How do you do that? Count which transactions have been committed each time a query is initiated, as opposed to the above. I’m going to do it the same way. It’s just that the timing of generating the consistent view has changed. Becomes generated for each query

Transaction id = 80 Transaction id = 90 Transaction id = 100
begin ; begin ; begin;
select * from account where id = 1; \ \
\ update account set balance = 100 where id =1; \
\ commit; \
\ \ select * from account where id = 1;
update account set balance = 200 where id =1 \ \
commit ; \ \
\ select * from account where id = 1; \
\ \ select * from account where id = 1;

What is the result set of each of the above SELECT queries at the isolation level of repeatable reads and read committed? So let’s think about it in terms of the calculation above

Repeatable parsing

Read committed parses

Leave it to you, who love to learn. If you really can’t figure it out. Then send me a message

Note: The begin/start transaction commands are not the starting point of a transaction. The transaction is not actually started until the first modification operation is performed on the InnoDB table.
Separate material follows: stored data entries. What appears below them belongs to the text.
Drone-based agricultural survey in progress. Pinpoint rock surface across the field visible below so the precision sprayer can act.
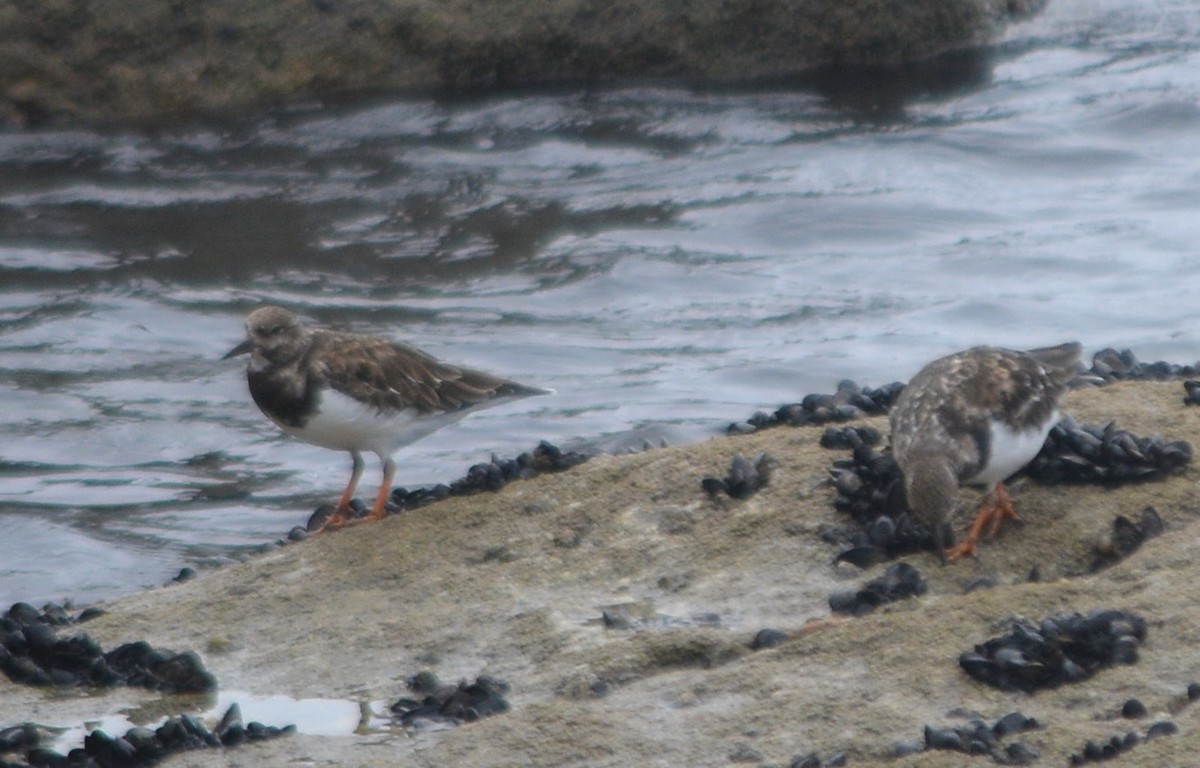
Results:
[0,0,1044,122]
[0,382,1200,768]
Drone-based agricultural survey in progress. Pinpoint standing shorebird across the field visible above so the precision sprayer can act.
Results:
[890,342,1082,560]
[222,306,552,528]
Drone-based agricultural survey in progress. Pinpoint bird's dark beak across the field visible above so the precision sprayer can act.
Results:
[221,338,254,360]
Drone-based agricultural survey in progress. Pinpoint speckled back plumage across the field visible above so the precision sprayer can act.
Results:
[234,307,546,427]
[890,343,1082,546]
[890,343,1082,481]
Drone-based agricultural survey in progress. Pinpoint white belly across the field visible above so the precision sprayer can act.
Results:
[968,410,1058,488]
[280,390,470,456]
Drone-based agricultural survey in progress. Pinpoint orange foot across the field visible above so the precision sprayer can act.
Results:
[946,482,1021,560]
[314,505,354,533]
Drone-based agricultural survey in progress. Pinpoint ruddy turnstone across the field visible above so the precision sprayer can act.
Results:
[222,306,552,528]
[890,342,1082,560]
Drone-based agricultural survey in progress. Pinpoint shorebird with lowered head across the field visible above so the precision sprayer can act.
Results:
[223,306,553,529]
[890,342,1082,560]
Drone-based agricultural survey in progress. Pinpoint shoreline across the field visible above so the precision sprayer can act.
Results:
[0,0,1045,125]
[0,380,1200,768]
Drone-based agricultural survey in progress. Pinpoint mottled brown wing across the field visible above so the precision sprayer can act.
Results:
[967,344,1080,430]
[313,331,527,413]
[892,353,988,479]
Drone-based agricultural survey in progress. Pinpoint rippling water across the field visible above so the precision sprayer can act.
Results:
[0,0,1200,605]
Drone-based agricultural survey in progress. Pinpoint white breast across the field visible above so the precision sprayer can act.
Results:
[280,389,469,456]
[968,410,1058,488]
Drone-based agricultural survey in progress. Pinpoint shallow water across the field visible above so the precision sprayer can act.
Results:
[0,0,1200,605]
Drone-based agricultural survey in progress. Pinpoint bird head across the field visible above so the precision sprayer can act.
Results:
[222,306,308,365]
[904,455,959,560]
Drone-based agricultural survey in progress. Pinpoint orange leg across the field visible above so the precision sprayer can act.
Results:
[362,456,396,522]
[946,482,1021,560]
[317,451,362,533]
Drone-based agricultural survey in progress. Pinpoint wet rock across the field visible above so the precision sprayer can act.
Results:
[0,722,42,754]
[1092,506,1165,571]
[1183,379,1200,406]
[701,454,774,499]
[1087,347,1198,383]
[1146,720,1180,740]
[391,672,509,725]
[1070,720,1178,766]
[750,629,787,650]
[829,563,926,616]
[1025,416,1193,485]
[959,611,1146,692]
[728,744,766,763]
[0,703,295,768]
[991,712,1042,739]
[374,440,580,530]
[728,380,904,437]
[0,604,216,692]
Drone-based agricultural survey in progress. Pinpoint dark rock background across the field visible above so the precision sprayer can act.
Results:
[0,0,1044,124]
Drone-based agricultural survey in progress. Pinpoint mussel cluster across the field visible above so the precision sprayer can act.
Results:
[959,610,1146,694]
[306,440,590,532]
[916,712,1042,766]
[1087,347,1200,382]
[1092,506,1165,571]
[1183,379,1200,406]
[391,672,509,725]
[0,704,295,768]
[727,379,905,433]
[700,454,774,499]
[1070,683,1200,766]
[792,752,847,768]
[0,602,217,692]
[1025,416,1192,485]
[726,347,1200,433]
[829,563,926,616]
[822,416,1192,568]
[829,428,934,568]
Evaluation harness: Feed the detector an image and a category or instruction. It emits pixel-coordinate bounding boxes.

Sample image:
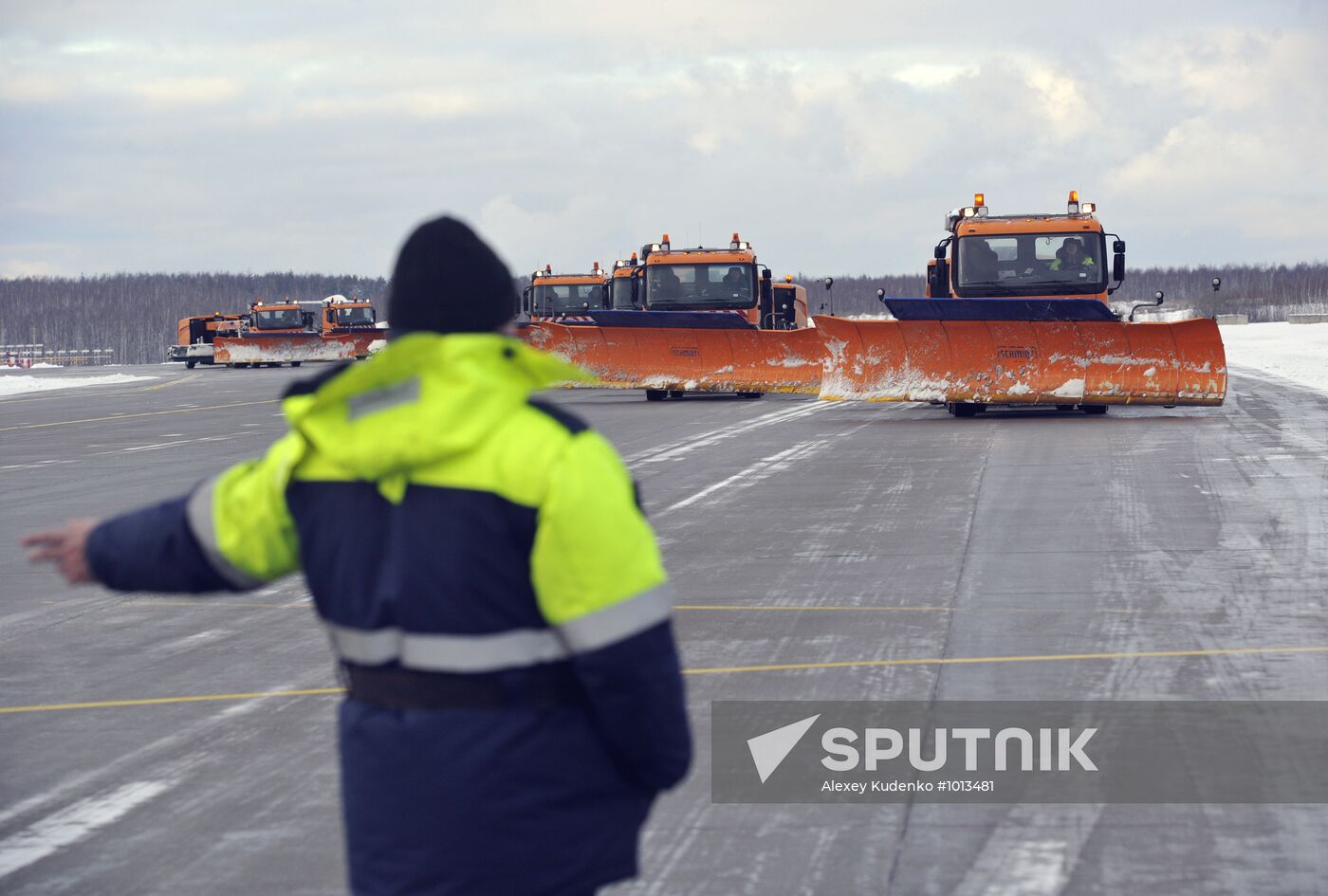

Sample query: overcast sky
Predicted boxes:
[0,0,1328,276]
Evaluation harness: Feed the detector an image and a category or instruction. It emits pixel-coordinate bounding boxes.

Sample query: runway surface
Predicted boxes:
[0,366,1328,896]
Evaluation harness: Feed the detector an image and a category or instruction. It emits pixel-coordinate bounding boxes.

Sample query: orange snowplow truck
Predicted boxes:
[166,312,245,371]
[817,192,1227,417]
[521,262,610,320]
[213,296,385,368]
[527,233,822,401]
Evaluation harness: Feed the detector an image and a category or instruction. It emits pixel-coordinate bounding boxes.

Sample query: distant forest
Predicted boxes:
[0,263,1328,364]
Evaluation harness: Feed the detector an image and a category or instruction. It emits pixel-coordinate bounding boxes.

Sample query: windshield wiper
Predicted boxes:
[963,280,1028,296]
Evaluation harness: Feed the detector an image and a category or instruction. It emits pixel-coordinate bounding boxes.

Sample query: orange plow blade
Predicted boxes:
[816,318,1227,406]
[525,320,822,395]
[212,331,382,364]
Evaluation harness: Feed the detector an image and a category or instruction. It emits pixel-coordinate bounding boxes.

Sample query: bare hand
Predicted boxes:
[23,519,100,585]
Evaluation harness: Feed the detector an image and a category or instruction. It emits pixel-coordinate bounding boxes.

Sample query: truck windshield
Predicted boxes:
[645,263,756,311]
[953,231,1108,299]
[610,278,636,311]
[535,283,604,315]
[336,308,373,326]
[253,308,304,329]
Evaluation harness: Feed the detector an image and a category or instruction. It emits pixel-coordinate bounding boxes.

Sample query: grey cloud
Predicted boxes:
[0,0,1328,275]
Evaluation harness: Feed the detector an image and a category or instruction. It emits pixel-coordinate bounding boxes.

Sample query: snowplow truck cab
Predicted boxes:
[927,192,1125,304]
[521,262,610,320]
[638,233,807,329]
[817,192,1227,417]
[608,252,641,311]
[320,295,378,336]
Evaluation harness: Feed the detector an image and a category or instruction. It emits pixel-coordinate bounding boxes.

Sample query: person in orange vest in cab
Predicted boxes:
[26,218,692,896]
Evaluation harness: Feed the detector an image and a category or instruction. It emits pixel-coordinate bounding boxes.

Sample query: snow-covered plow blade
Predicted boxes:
[816,299,1227,406]
[525,311,823,395]
[212,331,382,365]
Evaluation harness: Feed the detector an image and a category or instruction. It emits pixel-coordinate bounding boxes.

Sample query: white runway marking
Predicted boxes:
[656,438,830,517]
[0,780,176,879]
[624,401,831,466]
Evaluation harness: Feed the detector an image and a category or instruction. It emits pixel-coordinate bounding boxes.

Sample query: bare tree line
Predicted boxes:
[0,263,1328,364]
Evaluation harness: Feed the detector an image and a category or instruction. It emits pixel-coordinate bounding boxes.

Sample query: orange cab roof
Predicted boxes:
[955,215,1102,235]
[645,249,756,265]
[535,273,605,286]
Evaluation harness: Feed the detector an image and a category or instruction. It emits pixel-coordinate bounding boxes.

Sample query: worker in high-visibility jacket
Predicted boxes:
[28,218,691,896]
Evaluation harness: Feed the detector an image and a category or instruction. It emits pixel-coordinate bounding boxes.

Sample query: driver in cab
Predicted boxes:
[1052,236,1093,271]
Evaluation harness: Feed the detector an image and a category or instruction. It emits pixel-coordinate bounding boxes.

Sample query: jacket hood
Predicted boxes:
[282,332,592,479]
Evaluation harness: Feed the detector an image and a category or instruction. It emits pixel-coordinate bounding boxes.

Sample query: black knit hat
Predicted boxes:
[388,218,518,336]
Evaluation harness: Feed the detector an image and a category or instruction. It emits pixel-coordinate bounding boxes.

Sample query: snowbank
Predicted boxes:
[0,372,157,398]
[1222,324,1328,392]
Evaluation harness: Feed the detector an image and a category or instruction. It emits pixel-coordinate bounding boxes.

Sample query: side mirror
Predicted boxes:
[1130,289,1166,320]
[931,258,950,299]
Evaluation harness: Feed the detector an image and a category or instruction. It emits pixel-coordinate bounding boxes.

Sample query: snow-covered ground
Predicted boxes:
[1222,324,1328,392]
[0,369,157,398]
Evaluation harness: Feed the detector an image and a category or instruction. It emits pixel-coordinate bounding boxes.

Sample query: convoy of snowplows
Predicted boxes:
[166,296,386,368]
[172,192,1227,417]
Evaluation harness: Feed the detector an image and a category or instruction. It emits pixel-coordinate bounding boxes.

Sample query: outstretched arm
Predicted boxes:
[24,434,303,594]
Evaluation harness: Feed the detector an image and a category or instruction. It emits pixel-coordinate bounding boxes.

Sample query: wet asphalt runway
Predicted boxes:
[0,365,1328,896]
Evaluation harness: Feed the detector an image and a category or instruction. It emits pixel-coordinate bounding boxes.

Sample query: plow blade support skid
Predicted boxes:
[525,322,823,395]
[816,318,1227,405]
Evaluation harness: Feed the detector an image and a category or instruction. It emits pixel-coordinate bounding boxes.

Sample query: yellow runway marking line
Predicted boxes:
[0,398,280,432]
[115,598,313,610]
[0,687,345,713]
[673,604,1169,614]
[138,373,203,392]
[683,645,1328,676]
[0,645,1328,714]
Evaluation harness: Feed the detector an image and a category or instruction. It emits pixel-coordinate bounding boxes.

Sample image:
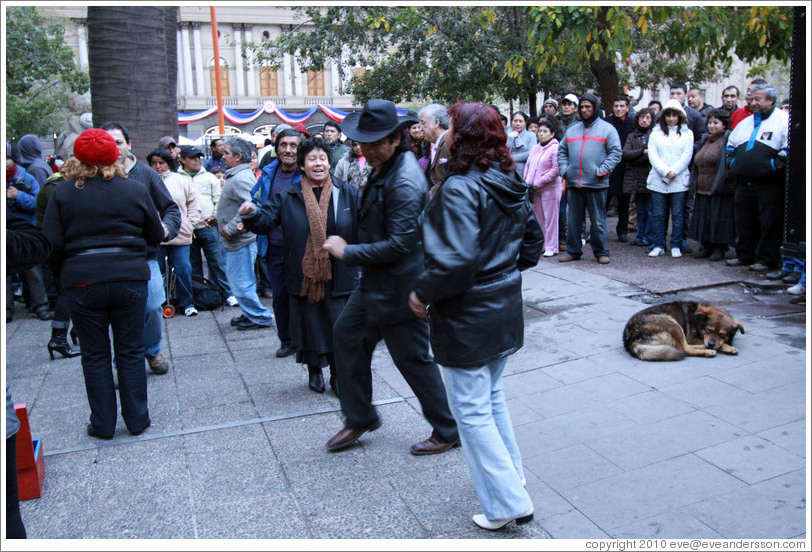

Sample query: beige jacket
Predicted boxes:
[161,171,200,245]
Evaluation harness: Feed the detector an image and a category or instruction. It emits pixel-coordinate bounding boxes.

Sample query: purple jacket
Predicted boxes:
[524,138,561,190]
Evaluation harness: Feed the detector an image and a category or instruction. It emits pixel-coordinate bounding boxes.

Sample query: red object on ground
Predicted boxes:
[14,404,45,500]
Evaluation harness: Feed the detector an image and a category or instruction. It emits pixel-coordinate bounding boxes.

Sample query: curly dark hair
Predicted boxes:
[296,137,330,168]
[448,102,516,174]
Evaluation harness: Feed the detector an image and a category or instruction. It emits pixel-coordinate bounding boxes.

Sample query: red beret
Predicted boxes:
[73,128,119,165]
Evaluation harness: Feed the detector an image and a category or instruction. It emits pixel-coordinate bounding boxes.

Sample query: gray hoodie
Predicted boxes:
[558,94,623,190]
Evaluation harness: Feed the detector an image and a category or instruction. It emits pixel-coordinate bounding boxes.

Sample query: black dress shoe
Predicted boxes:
[307,366,324,393]
[87,424,113,441]
[130,421,152,435]
[409,437,460,456]
[781,272,801,284]
[237,318,271,331]
[327,420,381,452]
[276,345,296,358]
[34,309,54,320]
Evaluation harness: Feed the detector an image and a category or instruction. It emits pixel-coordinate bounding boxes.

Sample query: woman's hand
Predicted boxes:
[322,236,347,260]
[237,201,257,215]
[409,291,429,320]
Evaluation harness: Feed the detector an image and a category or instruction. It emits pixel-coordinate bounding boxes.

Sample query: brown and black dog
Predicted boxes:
[623,301,744,360]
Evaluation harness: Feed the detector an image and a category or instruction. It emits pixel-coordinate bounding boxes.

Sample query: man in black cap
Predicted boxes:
[324,100,459,455]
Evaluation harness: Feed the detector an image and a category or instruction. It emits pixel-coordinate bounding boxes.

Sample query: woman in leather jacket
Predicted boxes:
[409,103,543,530]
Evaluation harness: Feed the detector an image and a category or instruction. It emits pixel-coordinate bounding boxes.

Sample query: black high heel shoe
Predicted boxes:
[307,366,324,393]
[48,328,82,360]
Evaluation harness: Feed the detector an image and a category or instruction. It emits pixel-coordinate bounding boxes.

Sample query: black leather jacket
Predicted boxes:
[415,167,543,368]
[344,151,428,325]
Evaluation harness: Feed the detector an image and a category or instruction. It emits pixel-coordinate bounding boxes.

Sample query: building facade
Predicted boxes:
[40,5,366,139]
The transaction IDS are assigned to mysql strictly in the order in which transactions are started.

Conclusion:

The MVCC mechanism is implemented through the read-view mechanism and the undo version chain comparison mechanism, so that different transactions can read different versions of the same data in the version chain according to the data version chain comparison rule.

BufferPool and mysq

Why can’t Mysql just update the data on disk and set up such a complex mechanism to execute SQL? Because a request comes directly to the disk fileRandom read and write, and then update the data in the disk file. Performance can be quite poor. Because the performance of random disk reads and writes is very poor, updating disk files directly does not make the database resistant to high concurrency. The Mysql system may seem complicated, but it guarantees everyUpdate requests are always to update the memory BufferPool, and then write log files sequentially, which can also ensure data consistency in various abnormal cases. Update memory performance is extremely high,Then sequential writing to the log files on disk also performs much better than random reading and writing to the disk files.It is this mechanism that allows our MySQL database to withstand several stems of read and write requests per second on higher-configuration machines.